Unlike many popular medications prescribed for a wide range of ailments, Invokana is not advertised as being “fast acting.” However, it is indeed fast acting – but unfortunately, not in ways the manufacturers intended.

Just ask some of the plaintiffs in recently filed Invokana lawsuits.

For example, lawyers for Robert Partington of Alabama stated that their client had been taking Invokana less than two years before his kidneys started to fail. But in some cases, Invokana works far more quickly than that.

For example, there is the case of Cornelius Benjamin, who lived in South Carolina. In April of 2013, Benjamin’s physician prescribed Invokana for the treatment of his Type-2 diabetes.

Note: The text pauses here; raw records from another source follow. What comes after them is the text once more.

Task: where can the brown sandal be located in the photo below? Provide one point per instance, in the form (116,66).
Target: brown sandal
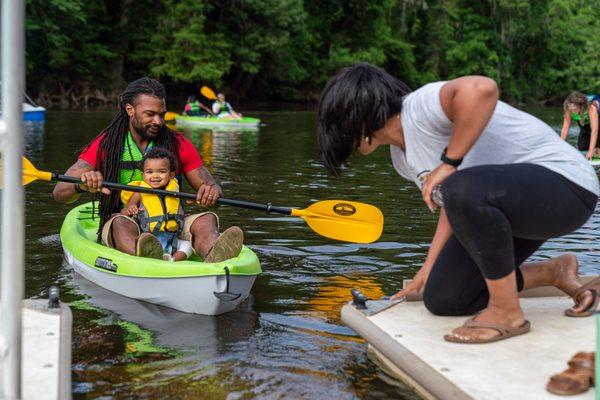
(577,378)
(592,286)
(505,331)
(228,245)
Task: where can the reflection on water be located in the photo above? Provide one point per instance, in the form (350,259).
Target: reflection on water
(287,341)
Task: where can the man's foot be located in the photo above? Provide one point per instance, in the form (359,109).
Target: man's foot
(148,246)
(567,279)
(491,316)
(228,245)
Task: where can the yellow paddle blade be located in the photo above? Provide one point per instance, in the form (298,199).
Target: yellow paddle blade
(208,93)
(348,221)
(170,116)
(30,173)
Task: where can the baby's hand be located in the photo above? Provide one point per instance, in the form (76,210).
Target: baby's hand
(130,210)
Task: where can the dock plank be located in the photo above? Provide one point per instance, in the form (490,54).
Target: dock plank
(411,339)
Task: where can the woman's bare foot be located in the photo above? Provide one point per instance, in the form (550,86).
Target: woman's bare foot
(566,278)
(495,315)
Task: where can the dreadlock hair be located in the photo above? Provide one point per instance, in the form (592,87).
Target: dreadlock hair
(357,101)
(110,148)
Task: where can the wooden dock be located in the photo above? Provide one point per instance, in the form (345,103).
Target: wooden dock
(46,351)
(407,340)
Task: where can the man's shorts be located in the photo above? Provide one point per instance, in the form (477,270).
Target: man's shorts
(107,238)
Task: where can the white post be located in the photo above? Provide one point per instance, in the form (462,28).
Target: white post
(12,213)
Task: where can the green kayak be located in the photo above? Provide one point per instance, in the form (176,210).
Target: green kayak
(242,123)
(190,286)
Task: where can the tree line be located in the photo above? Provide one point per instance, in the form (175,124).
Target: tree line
(84,51)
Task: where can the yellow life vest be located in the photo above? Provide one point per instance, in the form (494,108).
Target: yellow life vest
(158,213)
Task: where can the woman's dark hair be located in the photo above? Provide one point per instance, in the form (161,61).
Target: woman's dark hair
(355,102)
(158,153)
(110,148)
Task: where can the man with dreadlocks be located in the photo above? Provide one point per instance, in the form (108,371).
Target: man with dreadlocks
(115,155)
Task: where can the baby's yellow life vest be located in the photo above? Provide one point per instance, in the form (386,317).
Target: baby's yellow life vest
(158,213)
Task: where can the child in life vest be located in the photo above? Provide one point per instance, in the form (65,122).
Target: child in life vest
(161,216)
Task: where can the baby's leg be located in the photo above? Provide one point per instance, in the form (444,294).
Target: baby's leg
(184,250)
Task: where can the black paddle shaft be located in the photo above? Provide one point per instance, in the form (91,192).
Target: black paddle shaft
(235,203)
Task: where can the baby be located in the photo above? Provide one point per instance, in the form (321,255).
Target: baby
(161,216)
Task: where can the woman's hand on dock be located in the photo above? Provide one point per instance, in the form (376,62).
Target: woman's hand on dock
(416,285)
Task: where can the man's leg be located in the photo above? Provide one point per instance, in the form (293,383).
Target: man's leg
(205,238)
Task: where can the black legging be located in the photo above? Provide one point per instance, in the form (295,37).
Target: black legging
(585,135)
(500,215)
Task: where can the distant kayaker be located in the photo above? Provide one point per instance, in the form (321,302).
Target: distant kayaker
(222,109)
(193,106)
(508,184)
(160,217)
(583,109)
(115,155)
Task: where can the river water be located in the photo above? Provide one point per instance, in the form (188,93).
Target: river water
(287,340)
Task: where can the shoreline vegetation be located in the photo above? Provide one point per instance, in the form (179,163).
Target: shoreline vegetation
(83,53)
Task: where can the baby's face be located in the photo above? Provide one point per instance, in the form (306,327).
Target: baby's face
(157,172)
(572,108)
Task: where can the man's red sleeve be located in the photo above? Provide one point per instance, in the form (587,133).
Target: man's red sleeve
(89,153)
(188,155)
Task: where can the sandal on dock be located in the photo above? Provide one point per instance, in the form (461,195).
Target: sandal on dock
(577,378)
(593,287)
(505,331)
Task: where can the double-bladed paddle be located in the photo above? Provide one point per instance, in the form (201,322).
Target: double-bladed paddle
(348,221)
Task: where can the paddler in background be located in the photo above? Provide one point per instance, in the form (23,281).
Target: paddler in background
(583,109)
(193,106)
(222,109)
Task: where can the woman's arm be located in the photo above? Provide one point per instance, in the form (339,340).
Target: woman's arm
(469,103)
(593,113)
(441,236)
(566,124)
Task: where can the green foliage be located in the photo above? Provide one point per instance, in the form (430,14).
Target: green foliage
(287,49)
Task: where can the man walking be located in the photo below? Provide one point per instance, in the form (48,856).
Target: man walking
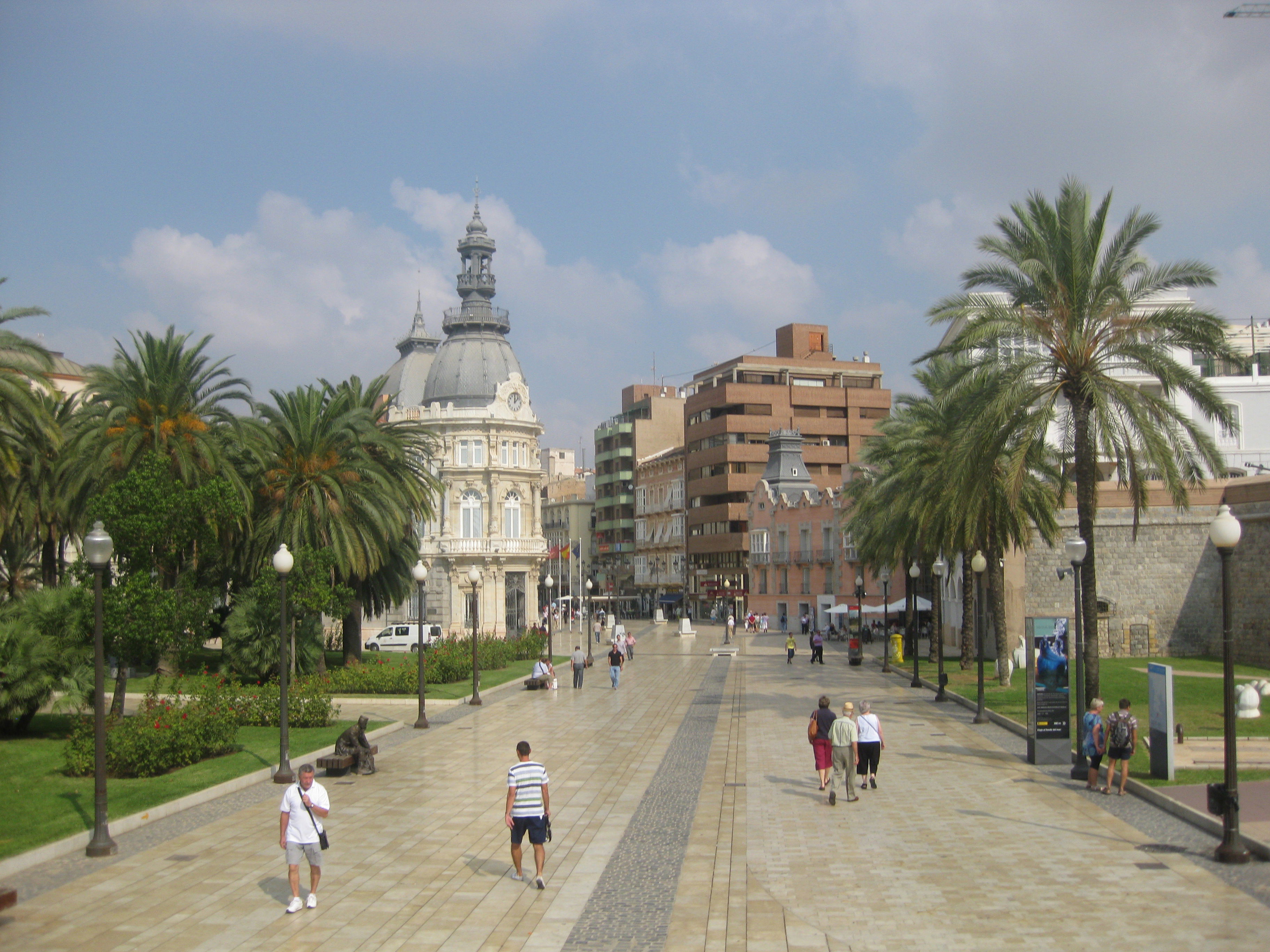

Within a few weeks, his kidneys were severely damaged and he wound up suffering a stroke. Within two months of starting Invokana, Cornelius Benjamin was dead.

Later that year, Maria Puentes of Texas started taking Invokana. Her doctor prescribed the medication in October. Within a month, Ms. Puentes suffered diabetic ketoacidosis, a deadly condition in which the blood pH levels drop to dangerous levels, causing it to become highly acidic. This led to pyelonephritis, a serious infection that all but destroyed her kidneys.

The bitter irony here is that Invokana was intended to prevent those very conditions. Pyelonephritis, a bacterial inflammation, can result from a number of causes, but is a common risk for people with untreated Type 2 diabetes. In two of the three cases outlined above, plaintiffs developed pyelonephritis within weeks of starting Invokana – and one of them died as a result.

Plaintiffs allege that manufacturer Mitsubishi Tanabe and its partners, Janssen Pharmaceuticals and parent company Johnson & Johnson, were well aware of these risks, and failed to warn the medical community.

The historical record supports these allegations. Even before Janssen submitted its application to the FDA for approval of the drug, several concerns were raised about its effectiveness and possible side effects. Two months prior to FDA’s approval of Invokana, a prominent endocrinologist, Dr. Sidney Wolfe, raised a number of concerns at a meeting of the federal agency’s Endocrinologic and Metabolic Drugs Advisory Committee (EMDA).

At that meeting, Dr. Wolfe pointed out that Janssen’s request for FDA approval was based on a single criterion: its effectiveness on lowering hemoglobin A1c levels. This is a measure of a patient’s long term blood sugar control. Indeed, Invokana did well on that score – but no better than other tried-and-proven diabetic medications, such as metformin (which is still taken by those on Invokana).

At the time, Dr. Wolfe pointed out that, compared to metformin, there was “no evidence of any improved clinical outcomes” from Invokana. He added that its effectiveness in controlling hemoglobin A1c levels should be “balanced against a number of serious safety signals identified in the clinical trials.”

Nonetheless, the FDA went ahead and gave its conditional approval to Janssen in March of 2013 – and dozens of people have paid the price, in some cases with their lives.

While it has yet to be proven, there is a historical pattern of corporate behavior strongly suggesting that the manufacturers and marketers of Invokana were fully aware of the risks, and were willing to sacrifice human lives for the sake of profits. Their accountants crunched the numbers, and determined that potential profits outweighed the possibility of having to pay out a few million in judgments. Anyway, those judgments and legal costs can always be written off on April 15th as the “cost of doing business.”

Perhaps one solution that could save people like Cornelius Benjamin in the future would be to change the tax code – but since corporate “people” often write our tax laws, don’t expect any change in that direction anytime soon.